Your Views: Independent police auditor needed

Your Views: Independent police auditor needed

To the editor:

The Alexandria Human Rights Ordinance established the Alexandria Human Rights Commission in 1975. The commission comprises 14 members appointed by city council for three-year terms. The AHRC works to ensure, among other things, that Alexandrians are treated fairly and in accordance with applicable state and local laws and regulations.

Between the two of us, we served 11 years on the AHRC as liaisons to the economic opportunities commission, the commission for women, as well as executive committee member, first vice-chair and chair.

Annually, the AHRC meets with the Alexandria Police Department to discuss progress in addressing discrimination within the department, goals to support diversity and inclusion and to review data provided to analyze statistical disparities with minority groups or specific segments of the community.
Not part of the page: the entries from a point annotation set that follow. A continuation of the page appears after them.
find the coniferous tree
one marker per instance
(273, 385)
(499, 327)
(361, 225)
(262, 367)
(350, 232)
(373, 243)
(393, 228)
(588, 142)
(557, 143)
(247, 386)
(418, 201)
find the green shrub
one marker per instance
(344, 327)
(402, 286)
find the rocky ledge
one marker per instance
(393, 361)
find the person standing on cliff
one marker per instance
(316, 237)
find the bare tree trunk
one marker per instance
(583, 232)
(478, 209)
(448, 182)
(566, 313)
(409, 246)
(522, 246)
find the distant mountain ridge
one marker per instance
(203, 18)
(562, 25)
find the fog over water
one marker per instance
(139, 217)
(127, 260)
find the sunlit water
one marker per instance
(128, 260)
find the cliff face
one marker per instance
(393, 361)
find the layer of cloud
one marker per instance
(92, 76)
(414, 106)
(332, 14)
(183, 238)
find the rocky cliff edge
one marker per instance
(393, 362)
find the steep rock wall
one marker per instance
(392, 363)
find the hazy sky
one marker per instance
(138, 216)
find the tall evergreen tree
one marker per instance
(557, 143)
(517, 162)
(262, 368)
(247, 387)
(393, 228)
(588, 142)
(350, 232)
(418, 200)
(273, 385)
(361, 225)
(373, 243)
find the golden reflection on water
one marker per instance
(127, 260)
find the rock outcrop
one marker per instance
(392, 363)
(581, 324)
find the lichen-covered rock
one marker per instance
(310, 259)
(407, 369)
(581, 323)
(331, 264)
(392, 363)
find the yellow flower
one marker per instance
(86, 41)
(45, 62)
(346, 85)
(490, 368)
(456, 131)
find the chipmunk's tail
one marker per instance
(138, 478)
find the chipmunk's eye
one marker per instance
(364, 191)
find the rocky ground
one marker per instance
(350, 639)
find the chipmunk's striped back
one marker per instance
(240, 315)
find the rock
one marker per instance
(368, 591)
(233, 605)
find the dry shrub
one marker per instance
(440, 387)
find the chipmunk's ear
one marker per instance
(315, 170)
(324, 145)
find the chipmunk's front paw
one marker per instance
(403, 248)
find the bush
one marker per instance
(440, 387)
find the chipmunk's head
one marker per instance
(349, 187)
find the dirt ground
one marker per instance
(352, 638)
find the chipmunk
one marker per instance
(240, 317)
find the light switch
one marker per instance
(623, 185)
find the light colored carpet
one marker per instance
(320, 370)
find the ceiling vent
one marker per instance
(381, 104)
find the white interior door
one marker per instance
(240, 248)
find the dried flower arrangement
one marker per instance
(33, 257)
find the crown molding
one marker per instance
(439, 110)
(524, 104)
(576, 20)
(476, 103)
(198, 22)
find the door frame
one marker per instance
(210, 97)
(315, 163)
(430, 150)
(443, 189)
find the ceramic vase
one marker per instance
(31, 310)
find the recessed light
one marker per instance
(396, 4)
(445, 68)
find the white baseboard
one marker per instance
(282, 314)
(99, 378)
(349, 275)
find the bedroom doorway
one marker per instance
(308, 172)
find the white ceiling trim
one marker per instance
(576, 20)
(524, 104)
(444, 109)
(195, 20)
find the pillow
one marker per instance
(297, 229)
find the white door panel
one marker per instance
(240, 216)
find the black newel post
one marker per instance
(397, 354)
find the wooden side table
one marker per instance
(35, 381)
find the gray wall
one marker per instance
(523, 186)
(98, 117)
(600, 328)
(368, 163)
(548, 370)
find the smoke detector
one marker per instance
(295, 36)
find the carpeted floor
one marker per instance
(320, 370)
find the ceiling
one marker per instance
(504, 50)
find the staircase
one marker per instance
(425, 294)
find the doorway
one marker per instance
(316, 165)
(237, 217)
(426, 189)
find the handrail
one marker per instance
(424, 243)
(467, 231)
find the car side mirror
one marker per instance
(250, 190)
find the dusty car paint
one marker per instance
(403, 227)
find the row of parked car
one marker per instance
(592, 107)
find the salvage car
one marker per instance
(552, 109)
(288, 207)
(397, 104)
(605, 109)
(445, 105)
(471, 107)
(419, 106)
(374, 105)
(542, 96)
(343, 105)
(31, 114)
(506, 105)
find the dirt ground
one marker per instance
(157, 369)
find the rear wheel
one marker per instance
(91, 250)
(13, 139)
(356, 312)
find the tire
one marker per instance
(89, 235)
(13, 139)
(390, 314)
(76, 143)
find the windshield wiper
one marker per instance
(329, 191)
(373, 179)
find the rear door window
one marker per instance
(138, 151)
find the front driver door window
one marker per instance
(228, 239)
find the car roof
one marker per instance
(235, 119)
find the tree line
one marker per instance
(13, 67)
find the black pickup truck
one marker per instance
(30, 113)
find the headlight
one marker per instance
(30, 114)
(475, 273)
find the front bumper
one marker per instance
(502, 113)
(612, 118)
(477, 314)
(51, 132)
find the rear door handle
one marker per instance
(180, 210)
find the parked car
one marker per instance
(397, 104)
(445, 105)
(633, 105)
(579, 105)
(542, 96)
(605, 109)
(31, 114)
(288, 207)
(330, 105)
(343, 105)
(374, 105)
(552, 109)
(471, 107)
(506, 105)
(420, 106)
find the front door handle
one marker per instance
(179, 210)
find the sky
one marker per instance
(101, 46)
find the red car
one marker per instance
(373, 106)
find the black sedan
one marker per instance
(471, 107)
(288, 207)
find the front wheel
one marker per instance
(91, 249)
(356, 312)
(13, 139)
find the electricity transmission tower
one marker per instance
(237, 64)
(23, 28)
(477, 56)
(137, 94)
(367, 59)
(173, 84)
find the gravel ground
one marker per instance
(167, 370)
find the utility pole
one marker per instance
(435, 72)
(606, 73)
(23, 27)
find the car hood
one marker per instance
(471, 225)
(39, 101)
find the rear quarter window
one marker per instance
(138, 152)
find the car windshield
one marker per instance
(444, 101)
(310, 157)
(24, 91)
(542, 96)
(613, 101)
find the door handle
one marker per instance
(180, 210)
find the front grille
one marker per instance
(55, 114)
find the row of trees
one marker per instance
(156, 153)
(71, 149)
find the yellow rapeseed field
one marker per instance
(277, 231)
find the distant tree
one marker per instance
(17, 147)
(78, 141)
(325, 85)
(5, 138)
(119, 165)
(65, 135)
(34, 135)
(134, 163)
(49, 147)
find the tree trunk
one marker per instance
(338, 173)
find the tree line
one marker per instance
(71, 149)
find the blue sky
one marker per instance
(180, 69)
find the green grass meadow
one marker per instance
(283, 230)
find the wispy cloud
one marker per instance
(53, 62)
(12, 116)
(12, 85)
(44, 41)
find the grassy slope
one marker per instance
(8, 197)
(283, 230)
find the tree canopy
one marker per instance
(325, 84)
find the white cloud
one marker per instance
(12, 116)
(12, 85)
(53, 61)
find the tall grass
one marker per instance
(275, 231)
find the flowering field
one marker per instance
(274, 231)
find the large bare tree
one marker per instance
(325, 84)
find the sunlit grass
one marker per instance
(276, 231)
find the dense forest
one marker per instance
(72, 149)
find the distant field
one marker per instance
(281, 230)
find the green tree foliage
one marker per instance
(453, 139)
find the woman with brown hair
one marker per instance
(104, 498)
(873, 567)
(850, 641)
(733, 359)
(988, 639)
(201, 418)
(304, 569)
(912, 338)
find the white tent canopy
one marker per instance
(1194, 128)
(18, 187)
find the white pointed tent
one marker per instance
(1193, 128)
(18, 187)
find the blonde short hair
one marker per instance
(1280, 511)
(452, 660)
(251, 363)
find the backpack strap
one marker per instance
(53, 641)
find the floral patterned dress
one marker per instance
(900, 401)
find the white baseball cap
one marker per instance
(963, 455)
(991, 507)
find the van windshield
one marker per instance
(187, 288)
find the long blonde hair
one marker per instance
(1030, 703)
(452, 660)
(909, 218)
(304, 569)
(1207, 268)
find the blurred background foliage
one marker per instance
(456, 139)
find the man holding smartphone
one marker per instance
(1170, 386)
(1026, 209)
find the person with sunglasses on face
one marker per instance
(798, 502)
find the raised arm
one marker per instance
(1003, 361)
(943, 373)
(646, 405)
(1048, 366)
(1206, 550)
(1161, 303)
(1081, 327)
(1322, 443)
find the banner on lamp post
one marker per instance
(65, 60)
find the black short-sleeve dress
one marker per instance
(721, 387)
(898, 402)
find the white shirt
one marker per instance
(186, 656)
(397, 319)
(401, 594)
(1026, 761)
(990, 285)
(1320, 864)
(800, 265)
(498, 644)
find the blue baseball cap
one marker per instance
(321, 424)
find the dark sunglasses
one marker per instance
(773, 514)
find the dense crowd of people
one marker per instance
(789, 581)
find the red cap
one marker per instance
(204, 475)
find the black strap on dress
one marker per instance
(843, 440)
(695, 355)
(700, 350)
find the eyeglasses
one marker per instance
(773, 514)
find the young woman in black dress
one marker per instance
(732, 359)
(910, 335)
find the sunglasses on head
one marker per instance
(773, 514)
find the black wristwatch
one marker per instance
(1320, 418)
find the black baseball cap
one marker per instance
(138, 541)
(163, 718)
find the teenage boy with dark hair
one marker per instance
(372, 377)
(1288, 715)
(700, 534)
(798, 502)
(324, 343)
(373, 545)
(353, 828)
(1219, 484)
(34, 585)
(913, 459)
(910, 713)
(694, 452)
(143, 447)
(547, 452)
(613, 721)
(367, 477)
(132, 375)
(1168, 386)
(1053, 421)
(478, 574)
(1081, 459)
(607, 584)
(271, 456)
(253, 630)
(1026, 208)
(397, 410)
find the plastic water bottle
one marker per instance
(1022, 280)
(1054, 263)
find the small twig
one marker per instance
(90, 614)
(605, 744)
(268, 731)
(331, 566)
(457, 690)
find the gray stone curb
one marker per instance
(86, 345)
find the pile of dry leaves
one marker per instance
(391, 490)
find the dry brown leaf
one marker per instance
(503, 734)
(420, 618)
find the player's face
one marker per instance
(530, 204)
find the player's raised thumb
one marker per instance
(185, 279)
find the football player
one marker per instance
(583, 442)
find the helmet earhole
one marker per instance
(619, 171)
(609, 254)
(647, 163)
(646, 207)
The AHRC executive committee is the only civilian group that receives brief summaries prepared by APD of closed internal investigations involving past civilian complaints of unnecessary force, harassment, demanding language, hate crimes/biased policing and the use of excessive force. The brief summaries the executive committee members receive are not comprehensive investigative reports nor are they publicly available.

In fact, these reports are given at the beginning of a meeting and collected at the end. This prevents committee members from conducting thoughtful analysis, obtaining input from the entire commission or community, and conducting trend analysis to make informed recommendations. 

In order to engage in sufficient civilian police oversight, we urge city council to hire a professional independent police auditor who works with the Community Police Review Board established by Resolution 2950 on June 9.

An independent police auditor, and collaborating review board, must be independent of law enforcement, have sufficient resources and funding to support its operations and have access to police files and data to make informed recommendations to law enforcement, city council and the Alexandria community.

As commissioners, we advocated for more data transparency with APD and the public. Specifically, we advocated for the passage of an ordinance that would require APD to collect and report all interactions between police officers and civilians, including referrals to the police within Alexandria City Public Schools.

The ordinance has not been included on the city council docket; however, we believe there is a continued need for the collection and report of disaggregated data based on race of traffic stops, use of force, civilian complaints and stop-and-frisk searches.

We believe it is necessary to have this data to advocate for policy, assess policing practices in Alexandria and to address any trends that reveal biased policing practices.